There are indicators that this year’s turnout could be even higher, with Michigan county clerks reporting increased voter registration and nearly 1 million postal ballots already received. The good news for Harris is that the majority of them are from heavily Democratic places like Detroit.
However, in the aftermath of 2016’s failures, the Harris campaign is acutely aware of the importance of not taking anything for granted. Clinton made no effort to campaign in Michigan or communicate with important constituencies such as car workers and Black communities that have usually backed Democratic. Clinton’s strategists reassured nervous Michigan Democrats that the statistics showed she was five points ahead in the state, so they were focusing their efforts elsewhere. Her confidence was misplaced, as she lost Michigan and other battleground states.
In contrast, Harris has spent more time campaigning in Michigan than any other state, with the exception of Pennsylvania. The vice president and her campaign companion, Tim Walz, are touring Michigan, targeting factory workers, Black voters, white suburban women, and college students.
The Harris team brought out Barack Obama to rap with Eminem at a Detroit rally and dispatched Bernie Sanders, the Democratic party’s left-wing idol, to reassure student voters who are concerned that Harris is simply another corporate Democrat.
Harris is also attempting to recruit anti-Trump Republicans, with the support of previous Republican officials in the state, including former members of Congress. The vice president appeared on stage beside former Republican congresswoman Liz Cheney in an effort to persuade Republican voters who are horrified by Trump and concerned about the legal assault on women’s rights that voting for Harris is safe.
Dick Cheney, Cheney’s father, has also endorsed Harris, which has some Michigan Democrats concerned given his involvement in leading the United States into a disastrous war in Iraq.
Chris Wyant, a top Harris campaign strategist in Michigan who formerly worked on the Clinton campaign in the state, acknowledged that the plan is shaped by the 2016 loss.
“I just don’t think there was the robust team and we didn’t get the time from the candidate that we do now,” he told me.
For his part, Trump and his vice-presidential candidate, JD Vance, have been bombarding the state with harsh promises that many of his fans do not believe will be kept. Earlier this month, the former president stated at a rally in Saginaw that he would make Michigan the “car capital of the world again”. Over a dozen auto plants in the area have collapsed in recent decades, displacing tens of thousands of workers.

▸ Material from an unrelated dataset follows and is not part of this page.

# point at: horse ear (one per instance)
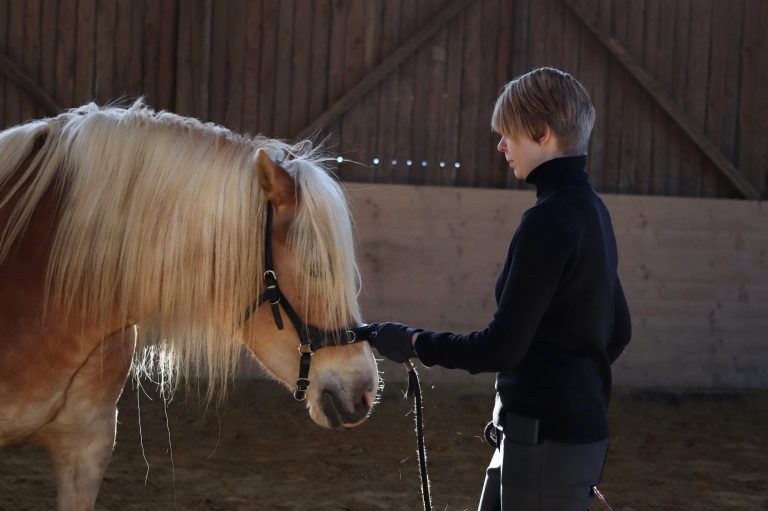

Trump has also capitalized on splits over electric vehicles at recent rallies in Michigan, where most supporters oppose government subsidies to encourage EVs because they could cost jobs in traditional auto manufacturers.
However, at a rally in Detroit, the former president did not help himself by denigrating the city, which is still rebuilding from factory and population losses and is studded with abandoned and burned-out homes.
“Our whole country will end up being like Detroit if she’s your president,” he said.
However, Trump is far more trusted than Harris on two critical topics in Michigan: inflation and immigration. The Biden administration boasts of a thriving economy, with record employment growth, but statistics do not help the many Americans who are still dealing with the consequences of years of rising costs.
Darshell Roberson, a Black woman working at a Saginaw soup kitchen, is more concerned about her employment than with Trump’s racist statements.